REGENXBIO (Nasdaq: RGNX) announced that the first patient has been dosed in its ALTITUDE Phase II trial for RGX-314, aimed at treating diabetic retinopathy (DR) via suprachoroidal delivery. This trial evaluates RGX-314's efficacy and safety, potentially providing a one-time treatment option to replace frequent anti-VEGF injections. The study plans to enroll about 40 patients, comparing RGX-314 with an observational control. Initial data is expected in 2021. DR, a leading cause of vision loss in adults, affects approximately 8 million in the U.S.
REGENXBIO Inc. (Nasdaq: RGNX) reported positive interim data from Cohorts 1 and 2 of its Phase I/II trial for RGX-121, a gene therapy targeting Mucopolysaccharidosis Type II (MPS II) in patients up to 5 years old. As of November 13, 2020, RGX-121 showed a good safety profile with no serious adverse events in 8 patients. Notable reductions in heparan sulfate levels in CSF were observed, and neurocognitive development continued in Cohort 1 patients. REGENXBIO plans to initiate Cohort 3 with a higher dose in Q1 2021, with more data to be presented at the WORLD Symposium in early 2021.
REGENXBIO (Nasdaq: RGNX) announced the dosing of the first patient in the Phase I/II trial for RGX-111, targeting Mucopolysaccharidosis Type I (MPS I). This investigational gene therapy aims to deliver the IDUA gene to the central nervous system using the NAV AAV9 vector. MPS I is a rare genetic disorder affecting 1 in 100,000 births, leading to severe neurological symptoms. The trial, focused on safety and pharmacodynamics, will enroll up to five patients, marking a significant step in REGENXBIO's commitment to treating rare diseases, following its previous candidate RGX-121.

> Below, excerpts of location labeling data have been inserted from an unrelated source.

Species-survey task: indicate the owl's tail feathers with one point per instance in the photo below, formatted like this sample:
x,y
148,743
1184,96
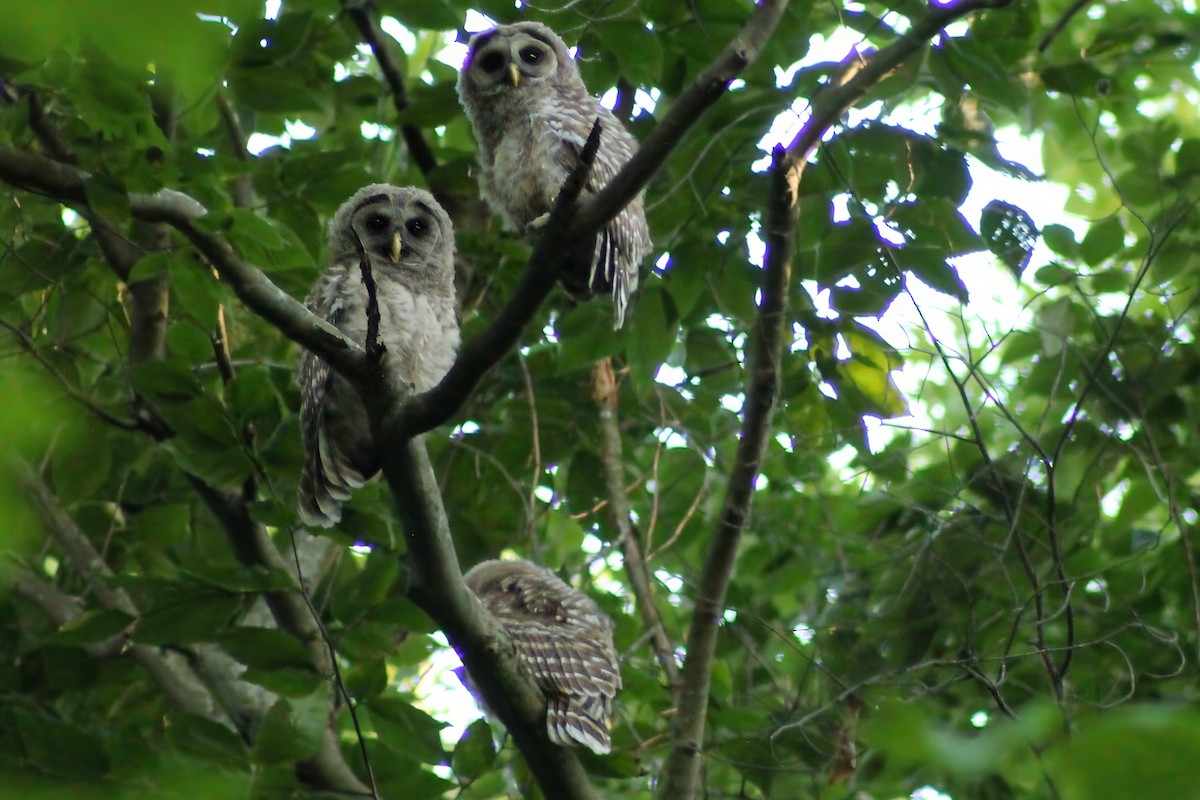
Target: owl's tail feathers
x,y
601,268
570,725
325,485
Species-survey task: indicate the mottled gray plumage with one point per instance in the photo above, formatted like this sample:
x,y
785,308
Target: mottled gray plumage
x,y
409,241
565,642
532,115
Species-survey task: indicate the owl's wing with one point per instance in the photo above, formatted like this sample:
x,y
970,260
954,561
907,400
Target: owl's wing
x,y
328,475
621,245
579,678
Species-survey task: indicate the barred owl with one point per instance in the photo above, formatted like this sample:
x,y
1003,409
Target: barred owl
x,y
565,642
532,115
409,242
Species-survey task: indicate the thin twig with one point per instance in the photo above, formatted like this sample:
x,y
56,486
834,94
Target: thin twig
x,y
604,389
418,148
682,769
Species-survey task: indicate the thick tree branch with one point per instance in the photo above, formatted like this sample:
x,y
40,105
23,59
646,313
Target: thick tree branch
x,y
604,386
418,148
478,356
67,185
429,410
682,769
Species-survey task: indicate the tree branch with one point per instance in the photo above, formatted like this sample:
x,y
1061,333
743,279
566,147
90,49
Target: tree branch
x,y
478,356
604,385
438,588
67,185
708,88
418,148
430,409
859,76
178,683
253,547
682,769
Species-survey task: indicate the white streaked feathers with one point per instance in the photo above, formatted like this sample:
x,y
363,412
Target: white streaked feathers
x,y
418,326
565,642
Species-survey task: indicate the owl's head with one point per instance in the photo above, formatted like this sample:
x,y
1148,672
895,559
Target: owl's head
x,y
516,587
514,60
399,226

REGENXBIO Inc. (Nasdaq: RGNX) announced participation in two upcoming virtual investor conferences in December 2020. The company will host a pre-recorded fireside chat at the Piper Sandler 32nd Annual Virtual Healthcare Conference and a live webcast at the Evercore ISI 3rd Annual HealthCONx Conference on December 3, 2020, at 11:45 a.m. ET. The pre-recorded chat is now available on REGENXBIO's website for 30 days. REGENXBIO focuses on gene therapy through its proprietary NAV Technology Platform, featuring over 100 AAV vectors for various therapeutic applications.